Posted Mar 20 2009 3:04pm

rubberglovedr_3

Quick, go get your March 26, 2009 issue of the New England Journal of Medicine.  I’ll wait…

Got it? Okay, flip to the two articles on prostate cancer screening.  See them?  No?  Okay, perhaps you’ve accidently picked up the Ladies Home Journal.  I know people get confused.  For the last time: 

New England Journal of Medicine = one of the most respected medical journals in the world.

Ladies Home Journal = a magazine (though I swear I was in a seminar not so long ago and the instructor quoted an article from LHJ as if it were peer-reviewed).

That’s okay…cut out the coupon for Birdseye veggies in LHJ while I tell you what the studies say in NEJM. 

Two large clinical trials, one American and one European, assessed whether screening for prostate cancer is effective. Both studies show that screening had little or no effect in reducing prostate cancer deaths. No tiny little studies were these either. 77,000 men in the American study and 182,000 in the European study.

These numbers are huge. I can’t even imagine how someone could manage a clinical trial with that many people. I once tried to organize a Pez dispenser collection and gave up when there were too many to keep track of. 182,000? Actual people? Damn.

So, the American study found no reduction in prostate cancer deaths after all the men had been tracked for seven years and two-thirds had been followed for 10 years.

The Europeans found a modest reduction in deaths after nine years but a high risk of needless treatment given.
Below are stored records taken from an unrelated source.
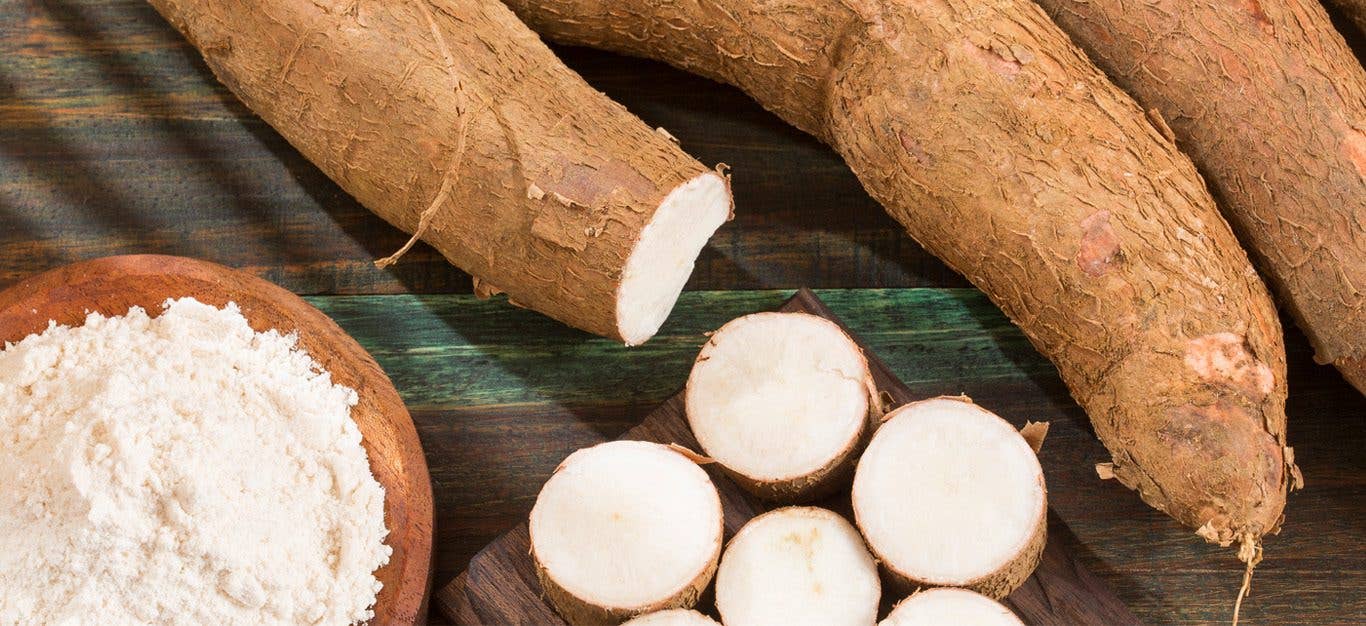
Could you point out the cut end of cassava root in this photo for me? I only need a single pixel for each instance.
(674, 617)
(948, 606)
(783, 402)
(663, 257)
(948, 494)
(798, 565)
(624, 528)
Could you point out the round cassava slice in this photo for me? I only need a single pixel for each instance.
(783, 402)
(623, 529)
(948, 494)
(948, 606)
(674, 617)
(797, 566)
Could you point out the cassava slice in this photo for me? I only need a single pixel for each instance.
(623, 529)
(674, 617)
(948, 494)
(1271, 104)
(1008, 155)
(783, 402)
(797, 566)
(947, 606)
(454, 122)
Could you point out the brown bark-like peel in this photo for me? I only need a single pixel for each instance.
(454, 122)
(1271, 104)
(1355, 10)
(1010, 156)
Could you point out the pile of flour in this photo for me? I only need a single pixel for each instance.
(180, 470)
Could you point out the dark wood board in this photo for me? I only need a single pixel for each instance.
(500, 585)
(116, 138)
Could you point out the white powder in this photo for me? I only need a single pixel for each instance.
(180, 470)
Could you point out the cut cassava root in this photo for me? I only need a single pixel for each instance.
(948, 494)
(797, 566)
(947, 606)
(455, 123)
(783, 402)
(674, 617)
(623, 529)
(1008, 155)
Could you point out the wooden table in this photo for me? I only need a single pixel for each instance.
(115, 138)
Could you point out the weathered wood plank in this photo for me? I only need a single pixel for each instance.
(500, 395)
(500, 584)
(115, 138)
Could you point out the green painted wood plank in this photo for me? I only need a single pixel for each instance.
(447, 350)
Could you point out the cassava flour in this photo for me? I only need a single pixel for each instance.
(180, 470)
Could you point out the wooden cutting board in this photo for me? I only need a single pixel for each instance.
(114, 284)
(500, 585)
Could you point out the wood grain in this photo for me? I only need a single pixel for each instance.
(114, 284)
(500, 397)
(500, 585)
(115, 138)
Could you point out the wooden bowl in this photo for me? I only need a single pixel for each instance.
(112, 284)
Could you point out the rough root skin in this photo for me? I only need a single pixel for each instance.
(827, 480)
(1012, 574)
(579, 613)
(1008, 155)
(1357, 11)
(1271, 103)
(454, 122)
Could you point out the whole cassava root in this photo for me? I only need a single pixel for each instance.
(454, 122)
(1271, 104)
(1010, 156)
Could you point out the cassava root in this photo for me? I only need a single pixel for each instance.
(783, 402)
(1271, 104)
(1008, 155)
(623, 529)
(947, 606)
(455, 123)
(797, 566)
(948, 494)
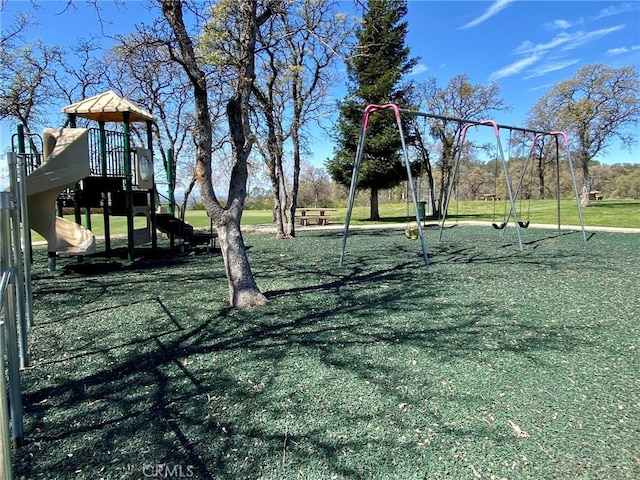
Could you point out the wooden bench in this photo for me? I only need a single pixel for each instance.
(319, 219)
(317, 216)
(491, 197)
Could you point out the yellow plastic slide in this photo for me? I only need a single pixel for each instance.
(66, 161)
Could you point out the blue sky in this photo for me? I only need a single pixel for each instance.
(524, 46)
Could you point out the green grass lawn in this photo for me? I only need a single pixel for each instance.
(490, 363)
(606, 213)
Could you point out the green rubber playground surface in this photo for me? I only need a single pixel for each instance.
(490, 363)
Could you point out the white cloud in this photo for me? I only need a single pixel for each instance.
(561, 24)
(580, 38)
(616, 10)
(621, 50)
(550, 67)
(420, 68)
(536, 52)
(494, 9)
(515, 67)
In fact, half the men diagnosed with prostate cancer would not have had clinical symptoms during their lifetimes. The European research suggests that roughly 50 cases of prostate cancer found through a screening program would need to be treated to prevent a single prostate cancer death.
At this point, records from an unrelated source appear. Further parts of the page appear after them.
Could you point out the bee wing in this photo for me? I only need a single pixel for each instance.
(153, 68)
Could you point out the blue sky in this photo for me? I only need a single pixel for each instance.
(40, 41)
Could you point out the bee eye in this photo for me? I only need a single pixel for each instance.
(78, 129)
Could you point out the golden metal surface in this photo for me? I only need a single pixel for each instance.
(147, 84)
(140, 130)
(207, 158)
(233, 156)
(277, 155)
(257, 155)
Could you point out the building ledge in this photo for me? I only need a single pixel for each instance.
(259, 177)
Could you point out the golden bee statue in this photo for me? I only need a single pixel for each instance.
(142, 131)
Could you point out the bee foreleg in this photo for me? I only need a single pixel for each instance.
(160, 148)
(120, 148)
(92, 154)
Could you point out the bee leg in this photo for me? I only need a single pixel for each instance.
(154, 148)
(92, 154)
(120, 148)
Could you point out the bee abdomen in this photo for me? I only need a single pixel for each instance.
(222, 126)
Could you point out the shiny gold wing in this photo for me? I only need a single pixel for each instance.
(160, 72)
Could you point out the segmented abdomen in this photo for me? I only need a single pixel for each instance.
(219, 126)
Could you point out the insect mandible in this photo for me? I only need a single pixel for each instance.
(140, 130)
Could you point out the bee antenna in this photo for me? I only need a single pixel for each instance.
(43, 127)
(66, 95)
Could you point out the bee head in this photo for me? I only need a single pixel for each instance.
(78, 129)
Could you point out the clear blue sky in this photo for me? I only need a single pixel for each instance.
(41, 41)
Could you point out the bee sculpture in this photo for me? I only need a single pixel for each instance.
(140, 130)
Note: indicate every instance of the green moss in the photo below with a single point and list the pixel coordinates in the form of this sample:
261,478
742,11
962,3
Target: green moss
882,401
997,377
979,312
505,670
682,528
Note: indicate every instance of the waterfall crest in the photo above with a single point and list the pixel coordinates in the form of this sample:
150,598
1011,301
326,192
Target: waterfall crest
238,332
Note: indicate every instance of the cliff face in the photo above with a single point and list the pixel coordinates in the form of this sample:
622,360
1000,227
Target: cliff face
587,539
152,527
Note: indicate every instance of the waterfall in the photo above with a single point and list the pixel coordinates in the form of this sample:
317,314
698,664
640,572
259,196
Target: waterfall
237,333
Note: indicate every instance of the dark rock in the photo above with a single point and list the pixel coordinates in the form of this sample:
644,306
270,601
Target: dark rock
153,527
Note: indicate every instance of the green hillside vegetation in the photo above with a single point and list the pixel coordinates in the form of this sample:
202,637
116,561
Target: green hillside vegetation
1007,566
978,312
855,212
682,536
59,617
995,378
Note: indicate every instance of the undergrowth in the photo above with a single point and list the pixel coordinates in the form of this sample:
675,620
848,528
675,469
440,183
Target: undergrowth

The amount of unnecessary cancer treatment that has occurred in the name of the PSA prevention is sickening. Certainly these studies are not the final word and you should discuss screenings with your doctor.  And since both studies will continue to follow the men, it remains possible that the United States study will eventually find that screening can reduce the prostate cancer death rate.

I wouldn’t hold my breath.

In the meantime, no one is gonna touch my prostate…unless, you know, I know them really, really well.